T : J’aimerais bien ! Mais avec tout ce qui se passe autour de moi, si je ne dis rien, je suis complice. Aujourd’hui, l’Afrique va mal, et les premiers responsables sont les politiques. Le monde va mal, nous allons tuer des gens et ensuite s’asseoir pour en discuter, nous voulons revenir à zéro alors que nous avons pris des vies, et tout ça vient des décisions qui ne sont pas sages, des hommes politiques. Il faudrait qu’un jour tout s’arrête pour que je puisse chanter l’amour.

La musique est-elle une arme ? Pensez-vous avoir un rôle, quand on voit les foules que vous remuer à Bamako et même ici à Budapest ?
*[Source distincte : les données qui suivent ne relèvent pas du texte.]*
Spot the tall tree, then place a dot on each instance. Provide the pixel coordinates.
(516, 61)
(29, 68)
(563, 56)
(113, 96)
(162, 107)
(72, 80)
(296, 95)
T : Bien sûr, c’est mon arme. Mon ancêtre s’est battu avec les armes, et mon nom, Fakoly, vient de lui, c’était le sien. Tiken veut dire « petit garçon » et Jah, c’est « Rastafa ». Lui s’est battu avec les flèches, moi, je me bats avec ma voix et mes chansons.

Nous avons beaucoup vu d’images sur la Côte d’Ivoire, mais aujourd’hui nous sommes moins informés, quelle est la situation actuelle ? Allez-vous pourvoir rentrer bientôt dans votre pays ?

T : Non, je ne vais pas rentrer bientôt au pays car les conditions de sécurité ne sont pas complètement sûres. Pour un artiste qui parle comme moi, qui dit « Quitte le pouvoir », ça peut être dangereux dans rester dans un pays en guerre. J’attends que les choses se calment un peu, In challah, je reviendrais le moment venu. C’est cependant très dur de vivre en exil forcé, mais quand on joue un rôle comme je le fais aujourd’hui, il faut assumer jusqu’au bout. C’est une grande responsabilité : nous pouvons avoir des bonnes choses et les laisser malgré tout, simplement par ce que nous représentons quelque chose. Je ne suis pas le seul artiste en Côte d’Ivoire, mais je suis le seul en exil.

Quand vous chantez la douleur de l’Afrique, vos propos sont très universels. Votre message, venant de vous, va-t-il hors des frontières africaines ?

T : Bien sûr ! Non seulement il va au-delà du continent africain, mais c’est un message qui va s’adapter pendant longtemps. Quand nous écoutons « War » de Bob Marley : « everywhere is war », c’est bien ce que nous vivons aujourd’hui. C’est un message qui s’adapte à beaucoup de pays et à beaucoup de peuples. C’est depuis mon dernier album que j’ai commencé à ouvrir mes textes, parce que je me suis rendu compte en voyageant au Venezuela par exemple, que les problèmes étaient les mêmes. Les habitants venaient me voir en disant « Tiken, tu parles de l’Afrique, mais regarde autour de toi, il n’y a pas que là bas qu’il y a des problèmes et que les gens souffrent ». C’est important que je chante pour tout le monde car effectivement, il n’y a pas qu’en Afrique qu’il y a des galères. Chaque continent a ses envoyés en guerre, et quand nos représentants « élus » vont voir les présidents occidentaux, ils ne défendent pas l’Afrique comme il le faudrait. Alors qui va parler pour elle ? C’est nous, et c’est ce que nous essayons de faire en prenant tous les risques qu’il faut.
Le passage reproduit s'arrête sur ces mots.